Though not claiming to be an expert on China or its history, Charnvit is a recognised scholar on Southeast Asia, and his research into Zheng He’s explorations have widened the perspective on China’s historical role in Thailand and the region.
He did his PhD thesis on the Ayutthaya Kingdom without ever directly mentioning the arrival of Chinese treasure fleets under the command of Zheng, and yet that is the place where begins the story he has now fleshed out.
Wat Phanan Choeng in Ayutthaya, dating to its earliest period as the capital of Siam, has been associated with the name of Sam Po Kong, as have Wat Kalayanamit in Bangkok and Wat Uphai in eastern Chacheongsao province. “The latter two are relatively new, probably belonging to the first half of the 19th century,” he writes, but “they are like spiritual extensions, continuations and reproductions of the original temple in Ayutthaya.”
The Chinese were well acquainted with Siam, which they called Sien-lo.
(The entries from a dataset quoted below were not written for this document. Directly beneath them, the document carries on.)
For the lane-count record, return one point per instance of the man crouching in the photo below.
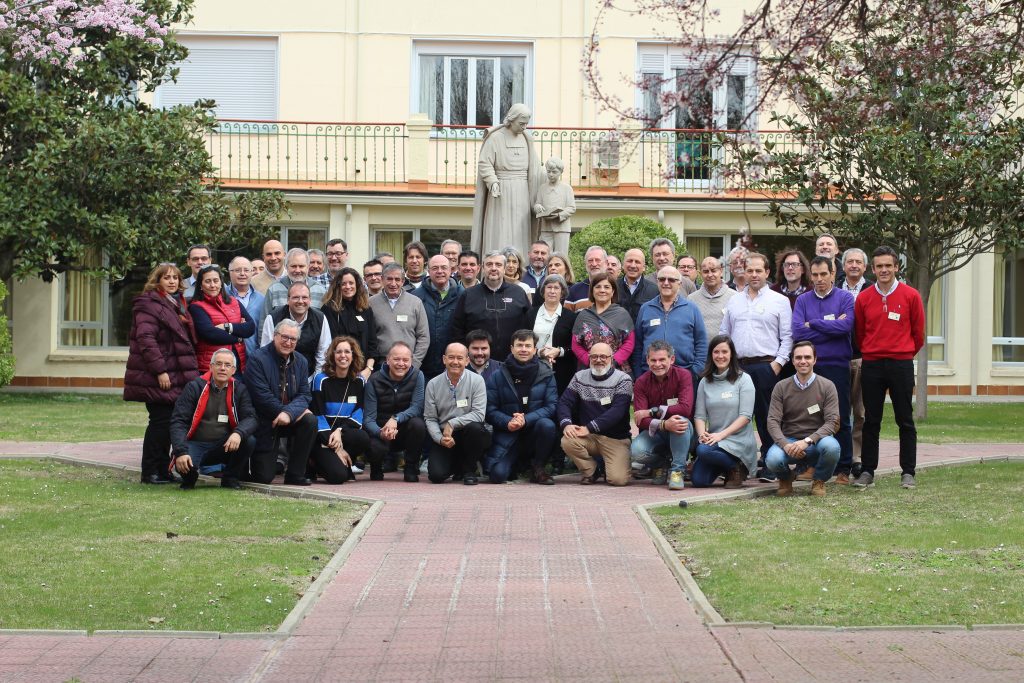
(213, 423)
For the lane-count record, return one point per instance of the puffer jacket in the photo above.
(162, 340)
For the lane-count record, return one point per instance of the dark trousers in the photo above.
(205, 454)
(840, 376)
(157, 442)
(301, 435)
(471, 442)
(764, 381)
(896, 377)
(538, 439)
(712, 462)
(410, 438)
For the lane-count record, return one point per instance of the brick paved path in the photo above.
(512, 582)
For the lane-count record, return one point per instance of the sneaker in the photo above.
(864, 480)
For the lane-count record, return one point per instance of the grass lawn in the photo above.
(88, 548)
(950, 551)
(964, 423)
(70, 417)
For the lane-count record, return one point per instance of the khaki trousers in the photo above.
(614, 451)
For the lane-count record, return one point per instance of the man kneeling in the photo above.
(455, 404)
(802, 419)
(213, 423)
(593, 415)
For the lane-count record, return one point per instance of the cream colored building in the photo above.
(368, 116)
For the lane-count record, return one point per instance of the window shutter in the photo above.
(243, 80)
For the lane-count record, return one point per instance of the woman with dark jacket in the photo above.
(220, 321)
(553, 325)
(346, 308)
(161, 363)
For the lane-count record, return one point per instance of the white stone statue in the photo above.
(508, 174)
(553, 206)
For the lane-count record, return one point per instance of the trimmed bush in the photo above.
(616, 236)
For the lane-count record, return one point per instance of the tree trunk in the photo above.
(923, 283)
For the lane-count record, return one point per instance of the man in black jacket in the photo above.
(213, 423)
(276, 377)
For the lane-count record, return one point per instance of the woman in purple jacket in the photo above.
(161, 361)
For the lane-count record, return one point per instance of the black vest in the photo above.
(308, 336)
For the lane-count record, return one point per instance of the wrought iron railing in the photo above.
(286, 152)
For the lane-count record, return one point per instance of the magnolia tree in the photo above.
(904, 120)
(85, 164)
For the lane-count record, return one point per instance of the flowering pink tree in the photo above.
(53, 30)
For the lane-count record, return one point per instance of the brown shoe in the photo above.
(736, 476)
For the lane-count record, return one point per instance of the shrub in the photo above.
(619, 235)
(6, 357)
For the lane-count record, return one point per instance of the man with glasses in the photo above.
(373, 276)
(314, 332)
(278, 379)
(240, 273)
(593, 416)
(496, 306)
(713, 295)
(213, 424)
(673, 318)
(399, 316)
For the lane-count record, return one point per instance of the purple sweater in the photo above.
(600, 404)
(830, 325)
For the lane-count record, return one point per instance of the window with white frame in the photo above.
(470, 84)
(239, 73)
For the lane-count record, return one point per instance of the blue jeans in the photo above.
(822, 456)
(712, 462)
(677, 444)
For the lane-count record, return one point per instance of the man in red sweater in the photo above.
(889, 319)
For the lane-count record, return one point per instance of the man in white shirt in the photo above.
(760, 323)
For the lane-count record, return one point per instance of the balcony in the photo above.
(420, 157)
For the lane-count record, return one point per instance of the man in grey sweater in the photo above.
(802, 420)
(399, 315)
(455, 404)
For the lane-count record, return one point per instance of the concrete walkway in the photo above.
(512, 582)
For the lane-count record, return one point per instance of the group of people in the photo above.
(502, 367)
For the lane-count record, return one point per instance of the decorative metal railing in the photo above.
(285, 152)
(389, 154)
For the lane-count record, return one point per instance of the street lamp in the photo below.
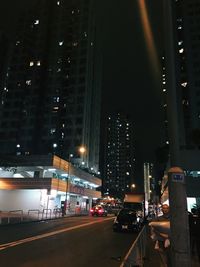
(67, 181)
(133, 186)
(82, 151)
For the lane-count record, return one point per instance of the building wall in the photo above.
(51, 103)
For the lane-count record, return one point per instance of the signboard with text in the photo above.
(178, 177)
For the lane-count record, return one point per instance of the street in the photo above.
(73, 241)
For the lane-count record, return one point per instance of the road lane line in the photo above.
(37, 237)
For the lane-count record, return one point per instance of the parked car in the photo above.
(98, 210)
(127, 220)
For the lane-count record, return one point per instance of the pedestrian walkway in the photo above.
(154, 258)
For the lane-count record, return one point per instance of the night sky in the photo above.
(131, 80)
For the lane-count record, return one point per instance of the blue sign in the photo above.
(178, 177)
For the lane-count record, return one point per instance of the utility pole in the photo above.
(180, 245)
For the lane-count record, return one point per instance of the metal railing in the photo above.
(18, 216)
(137, 252)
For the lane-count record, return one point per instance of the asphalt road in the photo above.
(71, 242)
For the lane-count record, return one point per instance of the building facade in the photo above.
(119, 156)
(51, 92)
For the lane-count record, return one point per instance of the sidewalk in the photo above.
(155, 259)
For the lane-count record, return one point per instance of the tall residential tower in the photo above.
(51, 94)
(119, 158)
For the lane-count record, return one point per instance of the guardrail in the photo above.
(137, 252)
(18, 216)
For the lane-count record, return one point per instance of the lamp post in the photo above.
(133, 186)
(82, 151)
(67, 182)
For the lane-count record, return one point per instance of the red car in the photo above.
(98, 211)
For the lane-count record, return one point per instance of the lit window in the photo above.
(184, 84)
(53, 130)
(28, 82)
(36, 21)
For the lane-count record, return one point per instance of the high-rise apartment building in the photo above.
(51, 93)
(119, 156)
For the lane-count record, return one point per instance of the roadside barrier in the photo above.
(18, 216)
(137, 252)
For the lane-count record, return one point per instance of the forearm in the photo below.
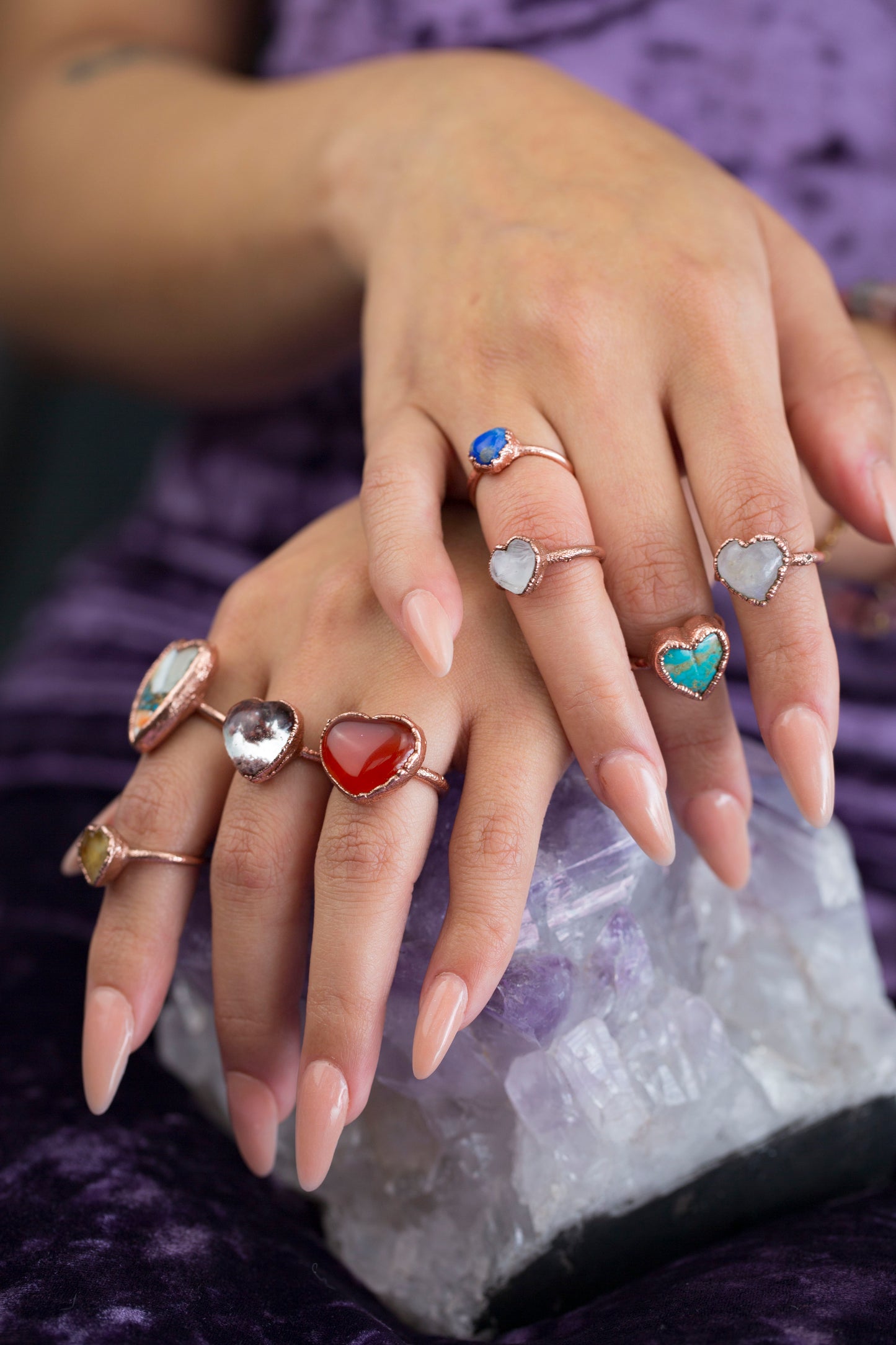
(166, 223)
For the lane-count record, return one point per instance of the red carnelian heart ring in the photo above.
(367, 755)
Ayutthaya and Sukhothai before it were required to pay tribute to the emperor in Peking (Beijing). “Ayutthaya became the new capital of Siam in 1351 and soon became a very important Southeast Asian enterpot. It sent regular tributary missions to China and at the same time attempted to extend its influence into the Malay Peninsula in the area of Melaka and present-day Singapore,” Charnvit notes.
In his time Zheng would have dispatched ships to carry these gifts home, along with coveted imports. However it’s a mystery why this commander, a Muslim and a eunuch by dint of his devotion to the imperial court, would be venerated in Siamese Buddhist temples. 
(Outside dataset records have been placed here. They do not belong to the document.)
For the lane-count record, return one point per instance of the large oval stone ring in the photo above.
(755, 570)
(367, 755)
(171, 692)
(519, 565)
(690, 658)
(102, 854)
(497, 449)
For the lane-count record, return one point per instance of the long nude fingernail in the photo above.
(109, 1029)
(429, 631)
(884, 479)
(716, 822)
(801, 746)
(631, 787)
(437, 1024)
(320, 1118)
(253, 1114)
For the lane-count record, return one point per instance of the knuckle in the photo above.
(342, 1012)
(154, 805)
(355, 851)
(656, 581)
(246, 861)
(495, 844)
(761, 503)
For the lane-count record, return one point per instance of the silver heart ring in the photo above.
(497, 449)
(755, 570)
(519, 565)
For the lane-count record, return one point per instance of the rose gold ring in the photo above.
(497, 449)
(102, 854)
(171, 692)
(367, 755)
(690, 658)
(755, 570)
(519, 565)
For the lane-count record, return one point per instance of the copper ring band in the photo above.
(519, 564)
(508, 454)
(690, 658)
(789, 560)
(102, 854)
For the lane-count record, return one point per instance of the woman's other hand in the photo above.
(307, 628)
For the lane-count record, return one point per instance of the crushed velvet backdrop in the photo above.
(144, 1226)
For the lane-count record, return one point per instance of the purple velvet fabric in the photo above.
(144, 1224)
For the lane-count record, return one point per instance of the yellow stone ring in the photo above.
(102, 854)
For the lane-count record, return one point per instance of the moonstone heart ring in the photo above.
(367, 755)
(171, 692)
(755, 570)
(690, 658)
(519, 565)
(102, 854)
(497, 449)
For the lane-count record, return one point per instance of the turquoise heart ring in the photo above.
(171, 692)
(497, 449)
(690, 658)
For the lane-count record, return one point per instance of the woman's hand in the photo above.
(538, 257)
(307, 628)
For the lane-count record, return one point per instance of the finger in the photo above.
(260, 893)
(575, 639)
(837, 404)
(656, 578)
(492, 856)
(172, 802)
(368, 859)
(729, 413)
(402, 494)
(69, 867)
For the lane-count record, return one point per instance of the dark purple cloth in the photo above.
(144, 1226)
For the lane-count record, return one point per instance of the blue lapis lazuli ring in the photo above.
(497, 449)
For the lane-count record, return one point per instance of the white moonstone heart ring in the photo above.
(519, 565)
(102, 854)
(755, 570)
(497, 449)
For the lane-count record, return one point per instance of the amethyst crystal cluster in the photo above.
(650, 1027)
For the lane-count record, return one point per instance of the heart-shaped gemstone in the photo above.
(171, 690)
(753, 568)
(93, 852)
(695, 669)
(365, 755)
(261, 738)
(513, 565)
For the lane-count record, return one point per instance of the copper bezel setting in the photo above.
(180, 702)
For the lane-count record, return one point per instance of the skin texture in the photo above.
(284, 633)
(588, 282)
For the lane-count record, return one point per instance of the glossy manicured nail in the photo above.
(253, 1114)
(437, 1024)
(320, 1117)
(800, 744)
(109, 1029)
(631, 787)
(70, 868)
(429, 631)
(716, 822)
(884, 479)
Charnvit writes that the question of whether Zheng ever personally visited Siam remains unresolved (Wikipedia notwithstanding – it cites Lonely Planet in stating outright that he was here). Suebsaeng Promboon, another well-known historian, is of the school that believes he personally visited Ayutthaya during his second world expedition in 1407-9. On the other hand, the late American anthropologist and China scholar G William Skinner doubted it ever happened. 
“It is likely that the grand eunuch admiral Zheng He never came to Siam-Ayutthaya,” Charnvit quotes Skinner as deciding. “But certainly, the capital and other parts of Siam were visited by several important member of his staff, including Ma Huan, Hung Pao and Fei Hsin.”
Interestingly, though, Skinner concluded that Luang Pho Tho, a much-revered Buddha statue at Wat Phanan Choeng – which was built in 1324 – bears the mark of Zheng. The statue is also known as Sam Pao Kong, and the admiral was alternatively called Sam Pao.
In the former case, the name is a literal Chinese translation of rattana trai – the concept of the three treasures of faith (the Buddha, the dharma and the sangkha). In the admiral’s case, the name means “protection” and is written differently but pronounced the same. 
Ayutthaya had a sizeable Chinese community from early times and, according to Charnvit, even if Zheng never visited himself, a portion of his vast fleet would have had a presence. “And this is why his story has been remembered, reconstructed and reproduced for the last hundred years,” he says. 
Charnvit investigated how well Zheng is “remembered” in Thailand today and of course found him best known among the present Chinese community. “For the Sino-Thai, Zheng is an ancestor as well as a protecting deity. Thais who aren’t well educated or globally connected have rarely heard the name Zheng He, but everyone knows the name Sam Po Kong. Even so, it is rather doubtful whether they regard Zheng He and Sam Po Kong as the same person.”
At the temple in Ayutthaya Charnvit found Chinese characters “almost everywhere”, but, to his “astonishment” no statue of Zheng. 
Several kilometres down the river at Paknam Mae Bia is a small temple dedicated to one of Sam Po Kong’s chief lieutenants, revered as a deity who protects Chinese travelling by sea. A Sino-Thai vendor told Charnvit it was more likely that junks and other ships from overseas would dock there rather than at Wat Phanan Choeng, which would have put them too close to the city wall for the king’s comfort.